I became increasingly cognizant of the importance of sound statistical design and methodology in addressing a range of health problems and of my ability to contribute to the field. Three years later, while presenting at an American Society of Clinical Oncology meeting, a professional in the audience remarked, "You seem to know a lot about statistics for a clinician."

It was good to be affirmed in my understanding of clinical settings, especially because my statistical research continues to be inspired and motivated by the needs of the underlying scientific questions. With colleagues at Michigan Medicine, I now study population-wide variations in health care delivery and outcomes, primarily in cancer and pediatric cardiac care. We recently looked at the use of imaging tests after primary treatment for thyroid cancer and found a marked rise since the late 1990s in the use of such tests, which has increased treatment for recurrence with no clear improvement in downstream survival. Our study showed that more imaging might not equal better care and that the benefits of imaging likely do not outweigh financial costs, heightened patient anxiety, and risks of patient harm from treatment. Statistics empowered us to argue, with great accuracy, against unnecessary imaging and for weighing treatment plans against patient risk.

This and many other successes are attributable to the beauty of team science at Michigan. My regular collaborations with clinical and health services researchers have led us all to insights that directly improve quality of care. In my role as director for biostatistics in the Center for Healthcare Outcomes and Policy (CHOP), I mentor fellows and junior faculty and direct the design, planning, and analyses of collaborative research studies. Our projects employ advanced statistical methodology, including the use of novel and rigorous statistical methods that strengthen our ability to make inference.

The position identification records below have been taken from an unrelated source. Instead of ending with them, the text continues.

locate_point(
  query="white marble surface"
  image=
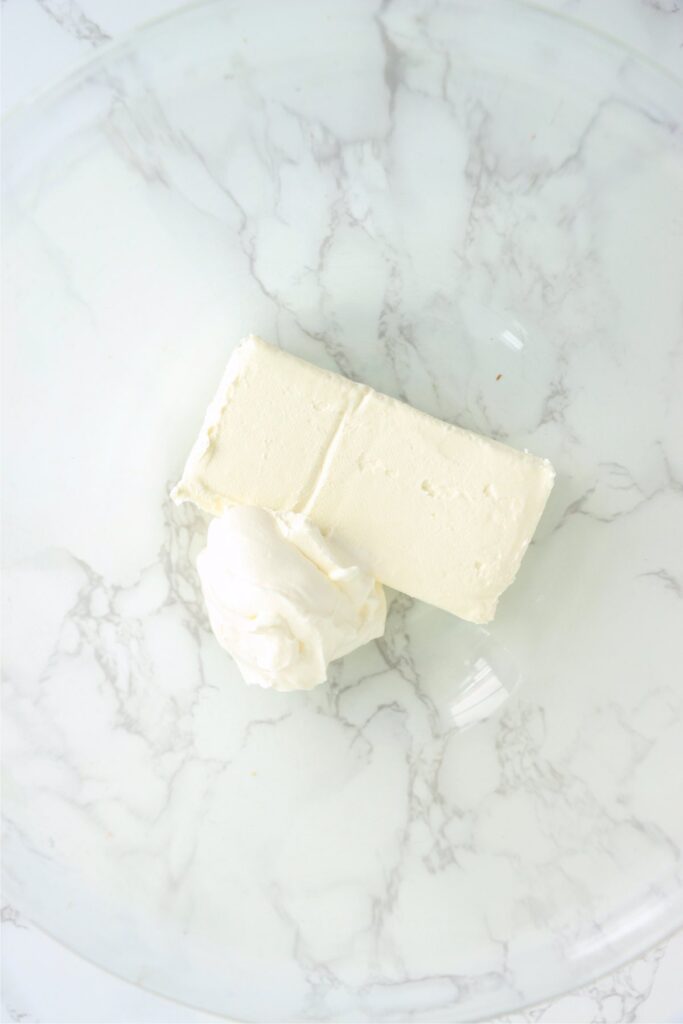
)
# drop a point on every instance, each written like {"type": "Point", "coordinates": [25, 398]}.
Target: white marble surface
{"type": "Point", "coordinates": [466, 794]}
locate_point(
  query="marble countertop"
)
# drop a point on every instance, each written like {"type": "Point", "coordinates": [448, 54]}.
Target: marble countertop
{"type": "Point", "coordinates": [43, 39]}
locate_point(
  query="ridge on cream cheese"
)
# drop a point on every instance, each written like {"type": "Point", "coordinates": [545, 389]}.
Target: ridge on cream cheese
{"type": "Point", "coordinates": [283, 599]}
{"type": "Point", "coordinates": [437, 512]}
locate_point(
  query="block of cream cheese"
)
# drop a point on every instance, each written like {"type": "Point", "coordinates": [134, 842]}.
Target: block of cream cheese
{"type": "Point", "coordinates": [438, 512]}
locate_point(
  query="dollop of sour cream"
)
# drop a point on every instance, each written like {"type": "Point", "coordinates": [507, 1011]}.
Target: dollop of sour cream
{"type": "Point", "coordinates": [283, 599]}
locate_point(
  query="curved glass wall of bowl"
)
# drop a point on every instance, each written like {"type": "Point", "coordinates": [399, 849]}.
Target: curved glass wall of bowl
{"type": "Point", "coordinates": [474, 207]}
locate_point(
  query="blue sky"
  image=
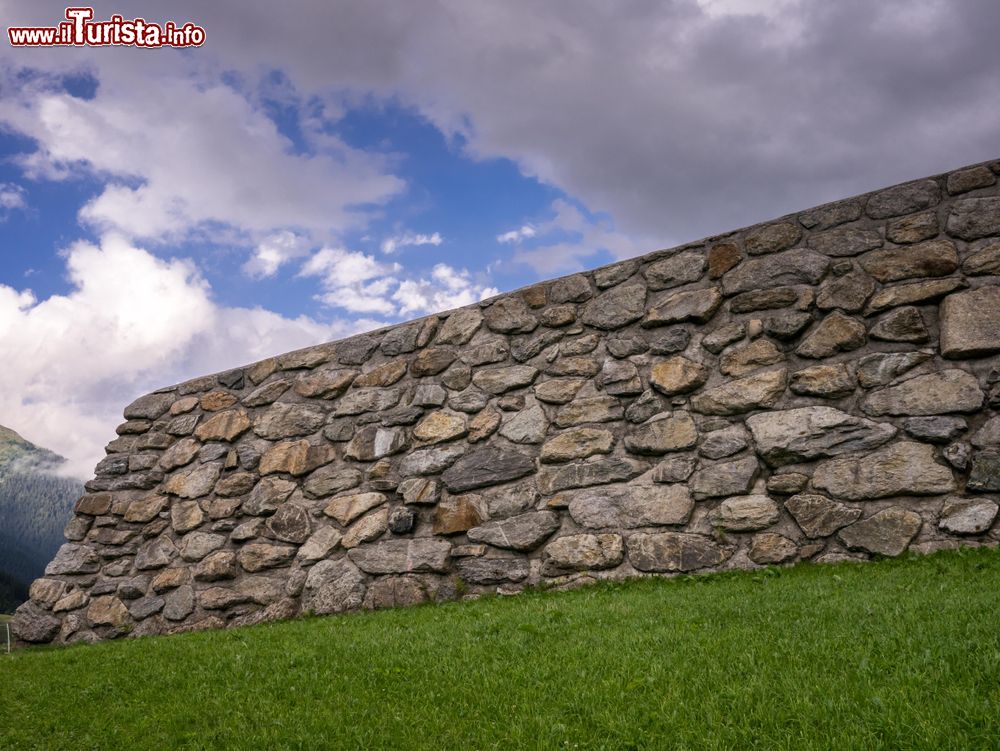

Clinical data is complex, and statistics provides fundamental frameworks for uncovering evidence that can advance policy change. As a faculty member in Global Public Health, I am involved in research and educational partnerships in South Asia focused on raising cancer awareness and screening for thalassemia in India and breastfeeding and immunization in Bangladesh.

As beautiful as pure logic is, it's much more rewarding and meaningful to apply that beauty to research.

Beyond Statistics

Outside my work in public health, I wear another hat—I am a singer and a writer. I've released multiple music albums and published poetry, and I perform regularly in the US, India, Bangladesh, and the UK. I am also executive director of the nonprofit art foundation Tagore Beyond Boundaries, which brings music from my culture and country to Ann Arbor public school children. And I'm a biostatistical scientist working to improve cancer care delivery and outcomes for people suffering from a terrible disease.

The sciences and the arts complement each other well. In my own life, one enriches the other every day. Equations and numbers might be my first love, but as beautiful as pure logic is, it's much more rewarding and meaningful to me to apply that beauty to research, with the possibility—the probability even—of helping people live healthier lives.